Q4 (10 marks — 150 words): Describe the factors controlling the distribution of insolation over the Earth's surface and explain how they create climatic differences between latitudinal zones.

Model Answer:

Insolation (incoming solar radiation, solar constant ~1,370 W/m²) varies across Earth's surface due to four key factors, creating distinct latitudinal climatic zones:

1. Angle of Incidence: At the equator, sun rays strike nearly perpendicular — high intensity concentrated over small area. At poles, oblique rays spread over larger area with the same energy → equatorial surfaces receive ~2× the insolation of polar regions. This is the primary driver of the equatorial–polar temperature gradient.

2. Day Length: At equator, day length is ~12 hours year-round. Polar regions experience 0 hours (polar night) to 24 hours (midnight sun) — extreme seasonal variation. Despite 24-hour summer daylight, low sun angle limits polar insolation. Temperate regions have significant seasonal variation (8–16 hours).

3. Atmospheric Path Length: At low sun angles (high latitudes), solar radiation travels through more atmosphere — greater scattering and absorption by aerosols, water vapour, and dust. Equatorial noon sun passes through minimum atmosphere. Result: less solar energy reaches polar surfaces.
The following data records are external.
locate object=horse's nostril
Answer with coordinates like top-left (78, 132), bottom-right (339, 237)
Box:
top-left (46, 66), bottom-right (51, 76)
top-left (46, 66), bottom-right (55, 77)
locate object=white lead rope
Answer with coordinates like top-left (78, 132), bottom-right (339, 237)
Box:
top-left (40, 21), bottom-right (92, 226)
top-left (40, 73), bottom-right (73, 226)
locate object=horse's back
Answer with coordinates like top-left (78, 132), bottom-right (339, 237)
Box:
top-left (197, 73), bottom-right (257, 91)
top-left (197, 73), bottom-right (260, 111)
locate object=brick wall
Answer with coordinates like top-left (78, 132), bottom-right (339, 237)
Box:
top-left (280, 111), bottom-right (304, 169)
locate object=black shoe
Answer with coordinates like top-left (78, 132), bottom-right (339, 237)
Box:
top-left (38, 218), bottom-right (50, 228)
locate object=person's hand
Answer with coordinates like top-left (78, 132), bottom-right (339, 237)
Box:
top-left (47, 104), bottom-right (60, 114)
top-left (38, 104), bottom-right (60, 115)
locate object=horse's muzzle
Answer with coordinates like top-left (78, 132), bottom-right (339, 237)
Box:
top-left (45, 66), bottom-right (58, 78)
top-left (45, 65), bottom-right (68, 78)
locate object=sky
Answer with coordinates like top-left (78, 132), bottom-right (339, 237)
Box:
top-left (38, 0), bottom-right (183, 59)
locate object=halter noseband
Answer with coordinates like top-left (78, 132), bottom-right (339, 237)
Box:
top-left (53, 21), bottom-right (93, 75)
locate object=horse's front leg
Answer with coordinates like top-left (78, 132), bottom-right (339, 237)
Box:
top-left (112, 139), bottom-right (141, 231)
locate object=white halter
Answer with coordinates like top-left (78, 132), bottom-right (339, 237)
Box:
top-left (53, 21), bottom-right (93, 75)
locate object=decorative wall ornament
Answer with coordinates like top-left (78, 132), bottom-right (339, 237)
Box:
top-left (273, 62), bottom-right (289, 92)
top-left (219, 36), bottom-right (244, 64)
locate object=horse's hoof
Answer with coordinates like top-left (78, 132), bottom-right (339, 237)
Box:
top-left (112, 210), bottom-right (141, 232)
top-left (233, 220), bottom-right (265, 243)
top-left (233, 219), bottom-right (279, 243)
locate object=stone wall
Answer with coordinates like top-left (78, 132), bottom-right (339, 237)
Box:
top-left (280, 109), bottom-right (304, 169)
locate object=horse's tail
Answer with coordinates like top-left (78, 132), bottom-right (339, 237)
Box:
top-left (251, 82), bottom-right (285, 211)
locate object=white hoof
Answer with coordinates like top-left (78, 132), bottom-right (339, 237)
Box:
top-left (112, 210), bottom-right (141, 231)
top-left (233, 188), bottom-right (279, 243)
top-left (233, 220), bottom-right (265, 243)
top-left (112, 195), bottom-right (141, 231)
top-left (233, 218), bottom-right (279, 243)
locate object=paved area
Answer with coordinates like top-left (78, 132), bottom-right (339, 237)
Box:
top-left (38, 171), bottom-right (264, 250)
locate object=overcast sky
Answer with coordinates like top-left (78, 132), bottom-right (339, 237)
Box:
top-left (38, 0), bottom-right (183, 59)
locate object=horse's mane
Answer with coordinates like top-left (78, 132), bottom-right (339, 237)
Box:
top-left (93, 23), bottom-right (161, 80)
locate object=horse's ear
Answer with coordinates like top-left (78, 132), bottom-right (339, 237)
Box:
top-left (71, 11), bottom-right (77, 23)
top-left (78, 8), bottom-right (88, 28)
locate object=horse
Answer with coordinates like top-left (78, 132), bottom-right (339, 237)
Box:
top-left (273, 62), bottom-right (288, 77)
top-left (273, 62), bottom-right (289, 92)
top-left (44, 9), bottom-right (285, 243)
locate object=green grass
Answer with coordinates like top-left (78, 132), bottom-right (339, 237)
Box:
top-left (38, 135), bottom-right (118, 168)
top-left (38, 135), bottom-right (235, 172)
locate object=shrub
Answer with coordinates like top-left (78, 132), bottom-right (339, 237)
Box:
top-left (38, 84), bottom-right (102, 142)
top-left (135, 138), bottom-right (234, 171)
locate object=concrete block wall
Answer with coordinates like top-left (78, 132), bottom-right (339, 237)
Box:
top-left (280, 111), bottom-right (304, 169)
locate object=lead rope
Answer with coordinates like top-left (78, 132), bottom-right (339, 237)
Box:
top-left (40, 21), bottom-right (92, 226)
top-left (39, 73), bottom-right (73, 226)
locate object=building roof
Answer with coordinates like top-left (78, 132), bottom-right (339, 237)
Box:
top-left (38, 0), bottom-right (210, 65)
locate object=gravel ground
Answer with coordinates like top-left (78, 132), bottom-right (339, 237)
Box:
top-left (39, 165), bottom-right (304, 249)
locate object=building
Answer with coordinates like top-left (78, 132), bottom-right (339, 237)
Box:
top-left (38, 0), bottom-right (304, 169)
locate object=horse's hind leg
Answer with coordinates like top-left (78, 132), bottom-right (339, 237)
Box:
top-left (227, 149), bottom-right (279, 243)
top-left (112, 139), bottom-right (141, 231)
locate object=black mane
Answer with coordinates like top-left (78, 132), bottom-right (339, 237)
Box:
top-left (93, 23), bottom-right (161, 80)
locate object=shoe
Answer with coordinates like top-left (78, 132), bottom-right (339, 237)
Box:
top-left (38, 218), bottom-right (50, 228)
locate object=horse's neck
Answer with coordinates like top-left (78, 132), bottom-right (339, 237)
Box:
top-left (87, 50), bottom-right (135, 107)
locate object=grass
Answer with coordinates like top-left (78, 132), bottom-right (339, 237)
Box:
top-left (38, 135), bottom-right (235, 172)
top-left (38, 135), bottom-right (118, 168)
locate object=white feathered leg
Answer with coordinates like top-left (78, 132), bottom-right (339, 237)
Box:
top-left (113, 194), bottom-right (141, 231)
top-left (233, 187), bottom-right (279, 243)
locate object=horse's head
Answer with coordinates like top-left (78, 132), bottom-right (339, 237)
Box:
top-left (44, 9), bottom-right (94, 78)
4. Albedo: Ice/snow surfaces (polar) reflect 80–90% of incoming radiation; tropical oceans absorb 94%. This amplifies the equatorial–polar temperature difference and creates the ice-albedo feedback — as ice melts, albedo drops, more heat absorbed, more melting (dangerous positive feedback in climate change).

Resulting Climatic Zones:

  • Tropical (0°–23.5°): High year-round insolation → hot, moist; heavy convectional rainfall; equatorial forests and savannas
  • Subtropical (23.5°–35°): Hadley Cell descent; high insolation but reduced precipitation → world's deserts
  • Temperate (35°–65°): Moderate insolation; seasonal variation; frontal rain; fertile farmlands
  • Polar (>65°): Low insolation; extreme cold; ice deserts; permafrost; tundra

Understanding insolation variation is foundational to climate science, providing the energy driver behind all circulation, precipitation, and vegetation patterns studied in geography.
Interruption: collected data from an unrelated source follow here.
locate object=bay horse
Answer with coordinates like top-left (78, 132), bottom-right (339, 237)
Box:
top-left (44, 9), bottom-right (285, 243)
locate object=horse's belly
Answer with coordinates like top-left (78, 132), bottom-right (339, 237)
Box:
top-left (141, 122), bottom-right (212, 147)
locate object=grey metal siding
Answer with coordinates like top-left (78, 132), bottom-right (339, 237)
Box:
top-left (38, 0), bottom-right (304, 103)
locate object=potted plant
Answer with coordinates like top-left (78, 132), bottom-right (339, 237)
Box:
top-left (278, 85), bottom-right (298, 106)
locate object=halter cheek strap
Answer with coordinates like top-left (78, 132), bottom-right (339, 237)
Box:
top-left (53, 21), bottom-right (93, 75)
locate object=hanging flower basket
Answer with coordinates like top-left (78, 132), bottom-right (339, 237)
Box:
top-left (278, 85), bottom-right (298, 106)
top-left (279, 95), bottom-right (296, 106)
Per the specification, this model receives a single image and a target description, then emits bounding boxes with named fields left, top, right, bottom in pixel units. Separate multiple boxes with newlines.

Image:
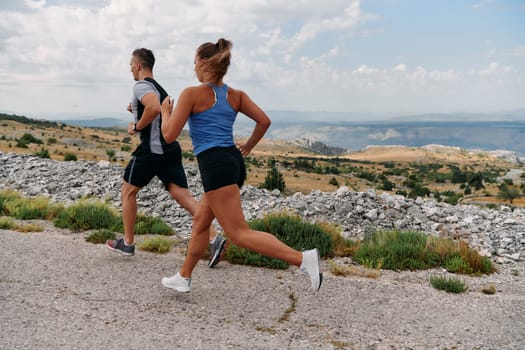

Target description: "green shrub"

left=353, top=230, right=434, bottom=270
left=329, top=177, right=339, bottom=187
left=85, top=229, right=116, bottom=244
left=351, top=230, right=494, bottom=275
left=430, top=275, right=468, bottom=293
left=34, top=147, right=50, bottom=159
left=54, top=201, right=120, bottom=231
left=106, top=149, right=116, bottom=161
left=138, top=236, right=174, bottom=253
left=315, top=221, right=357, bottom=257
left=0, top=189, right=21, bottom=214
left=224, top=212, right=333, bottom=269
left=182, top=150, right=194, bottom=160
left=134, top=214, right=173, bottom=235
left=2, top=196, right=55, bottom=220
left=19, top=133, right=43, bottom=145
left=260, top=158, right=285, bottom=192
left=64, top=152, right=77, bottom=161
left=445, top=255, right=472, bottom=274
left=0, top=217, right=17, bottom=230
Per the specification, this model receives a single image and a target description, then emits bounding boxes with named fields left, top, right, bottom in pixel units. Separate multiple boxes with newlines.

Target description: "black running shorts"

left=197, top=146, right=246, bottom=192
left=123, top=143, right=188, bottom=190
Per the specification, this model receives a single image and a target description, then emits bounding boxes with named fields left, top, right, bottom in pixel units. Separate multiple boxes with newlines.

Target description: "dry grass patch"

left=481, top=284, right=497, bottom=295
left=137, top=236, right=176, bottom=253
left=328, top=260, right=381, bottom=279
left=16, top=223, right=44, bottom=232
left=0, top=217, right=16, bottom=230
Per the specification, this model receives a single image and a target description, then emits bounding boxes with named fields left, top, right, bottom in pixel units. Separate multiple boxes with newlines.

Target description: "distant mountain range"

left=234, top=117, right=525, bottom=157
left=5, top=110, right=524, bottom=157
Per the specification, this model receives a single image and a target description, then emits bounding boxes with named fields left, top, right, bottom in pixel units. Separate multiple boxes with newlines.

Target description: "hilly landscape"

left=1, top=113, right=524, bottom=207
left=46, top=110, right=525, bottom=158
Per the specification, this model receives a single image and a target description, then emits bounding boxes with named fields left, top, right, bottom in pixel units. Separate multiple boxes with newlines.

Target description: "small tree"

left=34, top=147, right=50, bottom=159
left=261, top=158, right=285, bottom=192
left=64, top=152, right=77, bottom=161
left=468, top=172, right=485, bottom=191
left=498, top=183, right=520, bottom=204
left=106, top=149, right=116, bottom=162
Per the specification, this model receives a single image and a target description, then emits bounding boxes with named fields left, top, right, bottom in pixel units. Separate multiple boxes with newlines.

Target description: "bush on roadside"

left=85, top=229, right=116, bottom=244
left=224, top=212, right=333, bottom=269
left=430, top=275, right=468, bottom=293
left=134, top=214, right=173, bottom=235
left=351, top=229, right=494, bottom=275
left=0, top=217, right=17, bottom=230
left=314, top=220, right=358, bottom=257
left=138, top=236, right=175, bottom=253
left=1, top=195, right=62, bottom=220
left=0, top=189, right=21, bottom=214
left=54, top=200, right=120, bottom=231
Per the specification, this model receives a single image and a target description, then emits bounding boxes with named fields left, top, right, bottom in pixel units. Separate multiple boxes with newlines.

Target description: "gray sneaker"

left=106, top=238, right=135, bottom=256
left=208, top=235, right=227, bottom=268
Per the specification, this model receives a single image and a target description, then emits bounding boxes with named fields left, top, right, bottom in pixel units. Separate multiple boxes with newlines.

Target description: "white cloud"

left=353, top=65, right=380, bottom=75
left=477, top=62, right=513, bottom=76
left=429, top=70, right=458, bottom=82
left=472, top=0, right=494, bottom=9
left=0, top=0, right=523, bottom=117
left=505, top=45, right=525, bottom=57
left=368, top=129, right=402, bottom=141
left=392, top=64, right=407, bottom=72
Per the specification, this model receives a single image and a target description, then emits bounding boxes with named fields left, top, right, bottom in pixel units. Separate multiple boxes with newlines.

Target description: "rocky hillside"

left=292, top=138, right=347, bottom=156
left=1, top=152, right=523, bottom=264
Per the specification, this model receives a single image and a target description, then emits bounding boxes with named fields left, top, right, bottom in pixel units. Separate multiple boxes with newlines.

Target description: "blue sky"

left=0, top=0, right=524, bottom=120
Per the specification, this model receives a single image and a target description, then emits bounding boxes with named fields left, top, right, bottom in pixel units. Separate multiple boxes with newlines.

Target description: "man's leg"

left=106, top=180, right=140, bottom=255
left=121, top=181, right=141, bottom=245
left=167, top=183, right=218, bottom=240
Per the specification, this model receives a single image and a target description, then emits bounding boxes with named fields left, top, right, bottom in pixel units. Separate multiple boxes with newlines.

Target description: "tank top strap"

left=205, top=83, right=228, bottom=99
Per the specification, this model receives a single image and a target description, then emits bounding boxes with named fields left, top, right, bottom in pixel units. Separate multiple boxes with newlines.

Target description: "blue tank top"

left=188, top=84, right=238, bottom=155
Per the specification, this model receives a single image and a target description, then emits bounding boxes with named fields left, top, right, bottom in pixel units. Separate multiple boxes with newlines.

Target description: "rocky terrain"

left=1, top=151, right=524, bottom=263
Q5 (10 marks — 150 words): Explain El Niño and its impact on India's monsoon and global weather patterns.

Model Answer:

El Niño (Spanish: "The Christ Child") is an irregular (every 2–7 years) anomalous warming of central and eastern Pacific Ocean surface waters by 2–5°C above normal, disrupting global atmospheric circulation.

Normal (Non-El Niño) Pacific Conditions:
Strong trade winds blow westward → warm water piles in western Pacific (Indonesia, Australia) → heavy rainfall there; cold upwelling off Peru coast sustains rich fishery; Walker Circulation cell active.

During El Niño:
Trade winds weaken or reverse → warm water moves eastward → Walker Circulation disrupted → warm water off South America coast, cold water in western Pacific.

Impact on India:
El Niño weakens the Indian Summer Monsoon. Warm eastern Pacific suppresses the east-west atmospheric pressure gradient needed to drive the monsoon. Historical examples: 1987, 2002, 2004, 2009 El Niño years all coincided with Indian monsoon deficiency (10–26% below normal), triggering droughts in Rajasthan, Gujarat, Maharashtra, and Karnataka. 2023–24 El Niño caused below-normal monsoon in August 2023.

Global Impacts:

  • Australia/SE Asia/India: Drought
  • Peru/Ecuador: Flooding
  • East Africa: Above-normal rainfall
  • Global temperature spikes — El Niño years (1997–98, 2015–16, 2023–24) are typically the warmest on record

La Niña (opposite): Strengthens Indian Monsoon (2010, 2020–22 La Niña — above-normal monsoon and flooding in India).

Monitoring: Southern Oscillation Index (SOI) — pressure difference between Tahiti and Darwin; negative SOI = El Niño. INCOIS (Hyderabad) monitors ENSO and issues Indian Ocean climate outlooks.